O documento dimanado pela Comission Law é extenso, interessante e cheio de detalhes empolgantes. Por exemplo, sabendo que Smart Contracts são código informático, o documento prevê a possibilidade de este código ser descrito em linguagem natural (nota: para quem tiver curiosidade, o conceito de Contratos Ricardianos segue a mesma linha).
Segundo as leis da Inglaterra e do País de Gales, a formação de um contrato passa por (1) acordos claros e completos, (2) considerados pelas partes, e (3) com a intenção de criar relações jurídicas de acordo com a lei e a regulação. No seu documento, a Comission Law discute todas estas dimensões e conclui que, para o ordenamento jurídico em causa, o uso de Smart Legal Contracts é possível sem ser necessária uma reforma da legislação.
Repare-se, aliás, na nuance da palavra “Legal” na definição do conceito jurídico, pois não se fala apenas de Smart Contracts, uma vez que a palavra Contract não designa verdadeiramente um objecto jurídico, por ser um conceito puramente informático. É a palavra Legal que lhe dá esse cunho, e é uma abordagem particularmente esclarecedora.
Ao ler o documento, salta à vista o facto de ser referido explicitamente o conceito de auto-execução (self-execution), o que é raro e é de aplaudir, apesar de faltar a referência ao facto de essa auto-execução ser ecossistémica. É que qualquer computador pode ser programado para auto-executar transacções, mas só a blockchain tem propriedades para a tornar ecossistémicas.
Não obstante, a leitura do documento é suficientemente clara para que o pressuposto seja o do ecossistema em causa. Também é interessante ver discutida a problemática do pseudo-anonimato inerente à tokenização seja do que for (sendo tokenização de activos a mais comum). Essa discussão endereça, aliás, a problemática subjacente à identificação jurídica quando tal está incluída no acordo entre as partes.

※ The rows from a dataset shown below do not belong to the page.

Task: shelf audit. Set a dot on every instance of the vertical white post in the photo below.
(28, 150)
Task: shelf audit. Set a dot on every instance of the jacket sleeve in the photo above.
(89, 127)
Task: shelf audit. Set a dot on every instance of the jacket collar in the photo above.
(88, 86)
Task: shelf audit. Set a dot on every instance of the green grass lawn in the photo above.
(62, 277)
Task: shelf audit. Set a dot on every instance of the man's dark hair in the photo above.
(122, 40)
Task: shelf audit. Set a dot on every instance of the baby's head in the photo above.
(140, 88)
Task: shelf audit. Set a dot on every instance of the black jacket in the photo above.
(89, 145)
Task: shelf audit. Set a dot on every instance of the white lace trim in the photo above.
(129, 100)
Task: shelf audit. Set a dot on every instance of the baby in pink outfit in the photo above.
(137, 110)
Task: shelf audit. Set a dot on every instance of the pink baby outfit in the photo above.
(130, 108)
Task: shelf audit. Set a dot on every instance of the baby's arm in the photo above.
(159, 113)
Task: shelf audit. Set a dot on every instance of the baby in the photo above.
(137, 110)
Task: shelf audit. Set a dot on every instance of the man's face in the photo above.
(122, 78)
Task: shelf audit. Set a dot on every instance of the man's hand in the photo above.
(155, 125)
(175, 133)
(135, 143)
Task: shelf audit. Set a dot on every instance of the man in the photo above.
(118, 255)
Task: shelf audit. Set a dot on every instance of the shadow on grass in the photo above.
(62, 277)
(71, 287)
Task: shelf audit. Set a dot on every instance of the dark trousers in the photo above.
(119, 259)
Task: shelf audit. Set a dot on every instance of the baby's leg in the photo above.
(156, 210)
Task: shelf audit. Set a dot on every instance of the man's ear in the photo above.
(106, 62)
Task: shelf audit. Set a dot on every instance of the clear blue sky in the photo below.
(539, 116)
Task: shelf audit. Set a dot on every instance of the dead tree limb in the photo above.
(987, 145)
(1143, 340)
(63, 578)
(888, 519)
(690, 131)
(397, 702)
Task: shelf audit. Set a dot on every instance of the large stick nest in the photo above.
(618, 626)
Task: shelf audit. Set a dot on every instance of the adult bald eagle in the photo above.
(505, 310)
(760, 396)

A conclusão é extremamente interessante, pois fala de arquitectura de Smart Legal Contracts! Além disso, o documento também refere casos de uso emergentes, tais como o mercado imobiliário, a gestão de supply chains, seguros, e, imagine-se (!), #Defi (Decentralized Finance), entre outros. Muitos destes exemplos fazem parte da economia incumbente, o que levanta questões relacionadas com o direito de propriedade.
Assim, a Comission Law também alerta para as potenciais dificuldades nesta área do direito. De notar que o direito de propriedade inglês é eminentemente diferente do nosso e permite escriturar de uma forma a que não estamos habituados por cá (aliás, penso que é por isso que não conseguimos transpor o conceito de Trust para o nosso ordenamento jurídico).
A Comission Law conclui que um Smart Legal Contract só terá valor legal se a sua implementação estiver de acordo com a lei, que a lei actual já permite muita coisa, mas que vai ter de sofrer adaptações para promover a inovação aportada pela tecnologia (ao contrário do que às vezes se ouve por cá).
Sabendo que a Inglaterra e o País de Gales estão sob a alçada da Common Law enquanto a grande maioria dos países da União Europeia se regem pela Civil Law (nota: as excepções são a Irlanda e o Chipre), será que também é possível enquadrarmos Smart Legal Contracts na nossa lei?
Vamos ficar a ver navios outra vez, ou começamos nós próprios uma discussão que nos permita encontrar soluções para abarcar a auto-execução ecossistémica no crescimento económico, rumo à inelutável 4ª revolução industrial?
O autor escreve de acordo com a antiga ortografia.